My father may have survived the boarding school, but he suffered many injuries—and not just physical ones. He will never say these things because he does not live his life as a victim. He is an active agent who has persevered much but has also lived in joy and peace. Yet my father never taught me and my siblings Diné bizaad, so I fear that the seed of the Navajo language that he has carried may not survive. There is much that we still must do to pursue healing. And it is important to recognize that healing is not a checkbox to be marked off. Healing is a cyclical, ongoing journey through generations and time.
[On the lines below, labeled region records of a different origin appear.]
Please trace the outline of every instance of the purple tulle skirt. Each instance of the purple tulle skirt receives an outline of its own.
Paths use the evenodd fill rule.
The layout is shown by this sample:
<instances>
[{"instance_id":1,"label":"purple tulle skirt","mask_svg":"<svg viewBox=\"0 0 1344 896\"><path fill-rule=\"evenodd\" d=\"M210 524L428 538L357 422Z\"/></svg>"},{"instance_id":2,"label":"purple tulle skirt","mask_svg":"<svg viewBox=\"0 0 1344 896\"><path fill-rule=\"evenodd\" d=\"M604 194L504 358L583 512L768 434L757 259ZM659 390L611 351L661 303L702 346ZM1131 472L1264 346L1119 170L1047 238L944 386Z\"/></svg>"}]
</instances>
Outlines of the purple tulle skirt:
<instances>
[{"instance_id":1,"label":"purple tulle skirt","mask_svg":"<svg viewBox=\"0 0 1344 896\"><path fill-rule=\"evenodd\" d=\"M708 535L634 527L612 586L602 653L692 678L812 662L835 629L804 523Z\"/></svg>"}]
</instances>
Indigenous kinship, community networks, and protocols are essential to understanding Indian boarding schools and to the ongoing journeys of healing and reconciliation. There are many different tribal nations and Indigenous communities, including some that are intertribal in urban settings. Every specific context and Indigenous community and kinship networks must be connected hand-in-hand with these initiatives to address the effects of Indian boarding schools. The National Native American Boarding School Healing Coalition and so many others have been paving the way for this truth, healing, and reconciliation. My friends Marsha Small and Preston McBride have been working on finding and accounting for the lost boarding schoolchildren, including those in unmarked mass graves, who did not survive Indian boarding schools. We are collaborating on providing guides to Indigenous protocols based on our experiences and work.

We need to support one another in these efforts to acknowledge and learn of the truths, perspectives, and experiences of Indian boarding schools; to stop the boarding school legacy of genocidal practices and approaches that seek to eradicate Indigeneity; and to embrace and support Indigenous sovereignties, ways of knowing, and education. Value Indigenous stories, histories, and lives. Actions reveal these values. We can return the lost boarding schoolchildren home by finding them, learning about them, and supporting and connecting with their families and Indigenous communities that include boarding school survivors.
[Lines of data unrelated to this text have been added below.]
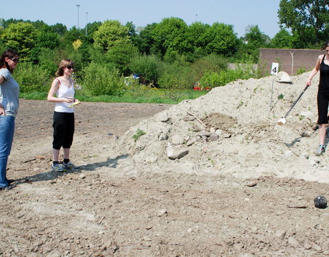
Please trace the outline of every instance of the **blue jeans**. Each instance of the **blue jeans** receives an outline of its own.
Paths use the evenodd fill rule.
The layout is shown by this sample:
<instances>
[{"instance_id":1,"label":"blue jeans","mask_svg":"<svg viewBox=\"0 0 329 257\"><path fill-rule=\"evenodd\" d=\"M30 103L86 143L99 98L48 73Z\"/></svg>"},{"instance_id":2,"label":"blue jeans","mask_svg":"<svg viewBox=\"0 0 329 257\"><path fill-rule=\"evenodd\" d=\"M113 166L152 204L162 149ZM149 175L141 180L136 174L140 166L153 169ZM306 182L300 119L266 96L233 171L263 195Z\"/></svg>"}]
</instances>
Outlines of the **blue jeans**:
<instances>
[{"instance_id":1,"label":"blue jeans","mask_svg":"<svg viewBox=\"0 0 329 257\"><path fill-rule=\"evenodd\" d=\"M14 130L15 117L0 115L0 188L9 185L5 173Z\"/></svg>"}]
</instances>

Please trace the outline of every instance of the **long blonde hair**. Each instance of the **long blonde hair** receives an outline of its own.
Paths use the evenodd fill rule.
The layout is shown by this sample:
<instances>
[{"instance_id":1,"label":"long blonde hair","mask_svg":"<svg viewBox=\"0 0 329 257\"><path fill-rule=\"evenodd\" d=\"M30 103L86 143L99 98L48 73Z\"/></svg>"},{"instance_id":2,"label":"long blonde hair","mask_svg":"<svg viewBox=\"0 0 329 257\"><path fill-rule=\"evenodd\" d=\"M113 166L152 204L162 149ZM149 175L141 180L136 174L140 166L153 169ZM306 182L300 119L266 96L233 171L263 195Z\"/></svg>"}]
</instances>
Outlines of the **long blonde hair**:
<instances>
[{"instance_id":1,"label":"long blonde hair","mask_svg":"<svg viewBox=\"0 0 329 257\"><path fill-rule=\"evenodd\" d=\"M60 77L64 75L64 69L66 68L68 66L74 66L74 62L71 61L70 59L63 59L60 61L60 66L58 66L58 69L57 70L56 73L55 73L56 76Z\"/></svg>"}]
</instances>

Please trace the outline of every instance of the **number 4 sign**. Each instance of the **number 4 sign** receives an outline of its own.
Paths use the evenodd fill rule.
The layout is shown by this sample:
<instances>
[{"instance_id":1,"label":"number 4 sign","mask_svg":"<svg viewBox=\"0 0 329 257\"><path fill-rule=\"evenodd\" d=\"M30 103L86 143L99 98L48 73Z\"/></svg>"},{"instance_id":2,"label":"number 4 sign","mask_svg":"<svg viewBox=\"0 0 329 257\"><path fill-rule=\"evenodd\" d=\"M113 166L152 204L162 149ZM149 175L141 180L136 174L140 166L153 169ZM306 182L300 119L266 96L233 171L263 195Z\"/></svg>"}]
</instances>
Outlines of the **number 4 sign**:
<instances>
[{"instance_id":1,"label":"number 4 sign","mask_svg":"<svg viewBox=\"0 0 329 257\"><path fill-rule=\"evenodd\" d=\"M277 75L279 69L279 64L278 62L272 62L272 68L271 69L271 75Z\"/></svg>"}]
</instances>

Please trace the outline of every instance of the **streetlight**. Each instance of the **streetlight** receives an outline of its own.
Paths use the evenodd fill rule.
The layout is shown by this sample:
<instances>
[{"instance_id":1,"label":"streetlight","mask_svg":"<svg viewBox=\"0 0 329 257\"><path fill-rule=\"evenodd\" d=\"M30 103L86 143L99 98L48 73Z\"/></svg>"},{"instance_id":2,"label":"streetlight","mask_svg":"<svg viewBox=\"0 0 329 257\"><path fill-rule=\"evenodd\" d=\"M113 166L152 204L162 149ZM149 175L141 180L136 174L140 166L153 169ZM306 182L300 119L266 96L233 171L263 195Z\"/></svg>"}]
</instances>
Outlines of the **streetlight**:
<instances>
[{"instance_id":1,"label":"streetlight","mask_svg":"<svg viewBox=\"0 0 329 257\"><path fill-rule=\"evenodd\" d=\"M87 36L88 12L86 12L86 36Z\"/></svg>"},{"instance_id":2,"label":"streetlight","mask_svg":"<svg viewBox=\"0 0 329 257\"><path fill-rule=\"evenodd\" d=\"M77 29L79 29L79 8L80 5L77 5Z\"/></svg>"}]
</instances>

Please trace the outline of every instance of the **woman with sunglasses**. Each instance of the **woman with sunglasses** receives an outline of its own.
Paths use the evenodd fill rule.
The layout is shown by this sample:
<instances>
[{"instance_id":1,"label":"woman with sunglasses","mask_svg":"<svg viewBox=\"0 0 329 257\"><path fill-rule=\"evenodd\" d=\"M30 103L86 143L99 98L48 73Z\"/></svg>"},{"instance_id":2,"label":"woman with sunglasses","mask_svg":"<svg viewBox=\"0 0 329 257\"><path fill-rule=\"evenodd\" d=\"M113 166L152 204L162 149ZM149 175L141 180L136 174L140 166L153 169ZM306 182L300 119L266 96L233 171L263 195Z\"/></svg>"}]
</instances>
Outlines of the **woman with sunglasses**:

My forthcoming book that I am coauthoring with Mike Taylor and James Swensen is tentatively called Returning Home because of such interconnections of healing and reconciling Indian boarding school pasts with Indigenous communities today and their futures. Please continue the languages that the children were punished for speaking; be sure the sick, hungry, and homeless of Indigenous communities can receive care and support; teach all about Indigenous histories from Indigenous perspectives and voices; and listen to Indigenous communities, following their directions and guidance toward healing. These are only some beginning steps, but we all need to begin somewhere step by step. Boarding school history matters because Native American families have paid far too great a price to educate their children, and they continue to pay that price to this day.

Dr. Farina King is assistant professor of history and affiliate of the Cherokee and Indigenous Studies Department at Northeastern State University, Tahlequah, Oklahoma.